Organ and cancer segmentation in abdomen Computed Tomography (CT) scans is the prerequisite for precise cancer diagnosis and treatment. Most existing benchmarks and algorithms are tailored to specific cancer types, limiting their ability to provide comprehensive cancer analysis. This work presents the first international competition on abdominal organ and pan-cancer segmentation by providing a large-scale and diverse dataset, including 4650 CT scans with various cancer types from over 40 medical centers. The winning team established a new state-of-the-art with a deep learning-based cascaded framework, achieving average Dice Similarity Coefficient scores of 92.3% for organs and 64.9% for lesions on the hidden multi-national testing set. The dataset and code of top teams are publicly available, offering a benchmark platform to drive further innovations https://codalab.lisn.upsaclay.fr/competitions/12239.

Figures (4)

• Figure 1: Overview of the challenge design.a, The challenge task is to automatically segment 13 abdominal organs and all kinds of lesions in abdomen CT. b, The complete challenge pipeline. c, Data source distributions of the challenge dataset. d, Comparison to existing abdominal organ and lesion segmentation benchmarks in terms of the number of CT scans. Distribution of key designs among 37 algorithms: e, network architecture, f, loss function, and g, optimizer.

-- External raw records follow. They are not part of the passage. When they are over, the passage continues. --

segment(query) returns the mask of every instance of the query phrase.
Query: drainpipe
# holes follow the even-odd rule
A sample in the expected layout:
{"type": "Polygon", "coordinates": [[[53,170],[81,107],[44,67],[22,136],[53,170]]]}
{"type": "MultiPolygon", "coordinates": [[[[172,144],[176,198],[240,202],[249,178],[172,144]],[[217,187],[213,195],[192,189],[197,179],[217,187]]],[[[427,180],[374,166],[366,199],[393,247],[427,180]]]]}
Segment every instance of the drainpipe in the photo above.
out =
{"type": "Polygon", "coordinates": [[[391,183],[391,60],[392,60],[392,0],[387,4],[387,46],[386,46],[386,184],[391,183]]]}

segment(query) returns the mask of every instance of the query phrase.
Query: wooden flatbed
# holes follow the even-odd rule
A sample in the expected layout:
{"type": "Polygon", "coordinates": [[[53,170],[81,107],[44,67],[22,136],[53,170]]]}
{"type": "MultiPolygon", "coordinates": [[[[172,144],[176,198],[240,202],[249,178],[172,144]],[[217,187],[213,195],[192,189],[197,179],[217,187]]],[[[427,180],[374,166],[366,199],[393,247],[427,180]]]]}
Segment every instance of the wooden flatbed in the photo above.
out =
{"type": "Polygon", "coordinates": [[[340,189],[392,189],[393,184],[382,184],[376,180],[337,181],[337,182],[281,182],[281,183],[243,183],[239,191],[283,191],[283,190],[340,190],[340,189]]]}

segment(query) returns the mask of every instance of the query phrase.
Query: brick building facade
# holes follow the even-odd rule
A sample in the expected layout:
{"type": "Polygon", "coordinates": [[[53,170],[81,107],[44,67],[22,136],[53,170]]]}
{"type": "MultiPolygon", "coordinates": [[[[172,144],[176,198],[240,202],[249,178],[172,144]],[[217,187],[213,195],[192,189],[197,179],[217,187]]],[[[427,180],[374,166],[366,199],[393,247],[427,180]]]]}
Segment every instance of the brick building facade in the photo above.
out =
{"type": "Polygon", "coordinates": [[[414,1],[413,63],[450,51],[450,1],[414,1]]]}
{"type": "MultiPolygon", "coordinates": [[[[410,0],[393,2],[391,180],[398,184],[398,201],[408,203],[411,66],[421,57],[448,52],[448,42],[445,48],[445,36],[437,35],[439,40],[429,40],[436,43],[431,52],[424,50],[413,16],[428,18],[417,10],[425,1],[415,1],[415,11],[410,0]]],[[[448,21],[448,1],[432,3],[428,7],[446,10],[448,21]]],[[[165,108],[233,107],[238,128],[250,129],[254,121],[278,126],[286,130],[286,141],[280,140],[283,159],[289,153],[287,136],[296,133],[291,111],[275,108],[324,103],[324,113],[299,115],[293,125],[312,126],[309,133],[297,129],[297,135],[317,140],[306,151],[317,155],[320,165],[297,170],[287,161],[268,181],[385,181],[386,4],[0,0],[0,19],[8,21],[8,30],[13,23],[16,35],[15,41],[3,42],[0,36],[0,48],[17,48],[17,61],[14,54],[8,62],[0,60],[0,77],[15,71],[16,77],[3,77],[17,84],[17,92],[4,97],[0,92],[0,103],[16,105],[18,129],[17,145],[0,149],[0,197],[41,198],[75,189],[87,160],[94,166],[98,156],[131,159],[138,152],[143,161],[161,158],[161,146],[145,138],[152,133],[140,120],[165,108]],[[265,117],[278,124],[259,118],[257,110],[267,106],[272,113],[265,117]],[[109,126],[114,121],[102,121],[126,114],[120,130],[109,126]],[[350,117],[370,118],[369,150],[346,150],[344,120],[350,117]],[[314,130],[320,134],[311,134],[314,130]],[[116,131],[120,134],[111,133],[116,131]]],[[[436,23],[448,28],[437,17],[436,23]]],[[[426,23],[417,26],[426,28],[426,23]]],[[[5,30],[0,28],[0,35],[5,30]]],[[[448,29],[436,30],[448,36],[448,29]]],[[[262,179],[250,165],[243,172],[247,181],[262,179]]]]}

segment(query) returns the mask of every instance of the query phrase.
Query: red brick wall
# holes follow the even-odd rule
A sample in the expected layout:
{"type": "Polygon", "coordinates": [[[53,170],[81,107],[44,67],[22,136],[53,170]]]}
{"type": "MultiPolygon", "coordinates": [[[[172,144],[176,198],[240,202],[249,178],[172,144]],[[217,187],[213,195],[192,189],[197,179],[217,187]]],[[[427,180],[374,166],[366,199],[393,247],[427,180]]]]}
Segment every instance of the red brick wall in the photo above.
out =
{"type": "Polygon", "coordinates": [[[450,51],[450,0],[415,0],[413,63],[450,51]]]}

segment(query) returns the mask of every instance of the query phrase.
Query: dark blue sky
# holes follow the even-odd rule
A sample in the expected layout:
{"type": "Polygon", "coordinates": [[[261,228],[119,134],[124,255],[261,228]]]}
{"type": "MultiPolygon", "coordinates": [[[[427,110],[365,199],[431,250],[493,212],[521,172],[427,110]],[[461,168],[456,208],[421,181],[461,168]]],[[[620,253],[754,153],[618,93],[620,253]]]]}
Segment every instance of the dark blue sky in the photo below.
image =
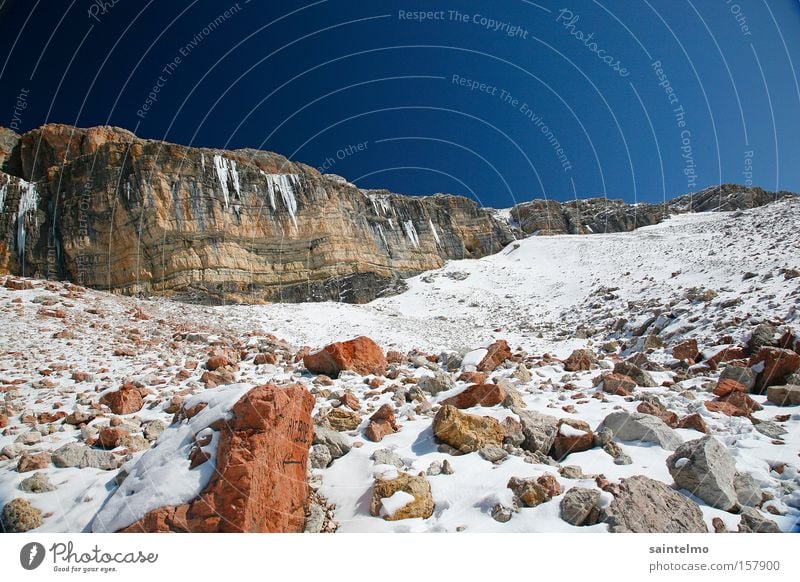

• Figure 2: Segmentation accuracy and efficiency performance analysis on the testing set (N=400).a, Segmentation accuracy (y axis) and efficiency (x axis) results of all the 37 algorithms. Each circle denotes one team and the circle size is proportional to the GPU memory consumption. The top algorithms are on the top left with a better tradeoff. b, Performance comparison of top five teams across all the metrics. Each color indicates one team and the value denotes the number of algorithms it surpassed on the corresponding metric. c, Ranking stability analysis results for all metrics by bootstrap approach (number of samples $b=1000$). The violin plot visualizes the distribution of Kendall’s $\tau$ values with a central box plot embedded to show the interquartile range, median, and outliers. The overall consistency of high Kendall's $\tau$ values across the metrics underscores a stable performance evaluation of the algorithms across different dimensions.
• Figure 3: Organ-wise segmentation results of the top five teams on the testing set (N=400). The box plots display the average DSC (deep color) and NSD (light color) scores for each organ across all testing cases, with the median value represented by the black horizontal line within the box, the lower and upper quartiles delineating the borders of the box, and the vertical black lines indicating the 1.5 interquartile range.
• Figure 4: Lesion semantic and instance segmentation results of the top five algorithms on the testing set (N=400).a, Dot-box plots for lesion semantic segmentation metrics (DSC and NSD scores) and instance segmentation metrics (Precision, Recall, and F1 scores). b, Lesion panoptic quality of the top five algorithms and the ensemble of top three and top five algorithms. c, Relationship between segmentation accuracy and lesion volume of the winning algorithm. d, Relationship between the predicted and true lesion volume of the winning algorithm. e, Visualized organ and tumor segmentation examples of the winning algorithm. The top row shows the reference standards and the bottom row shows the segmentation results.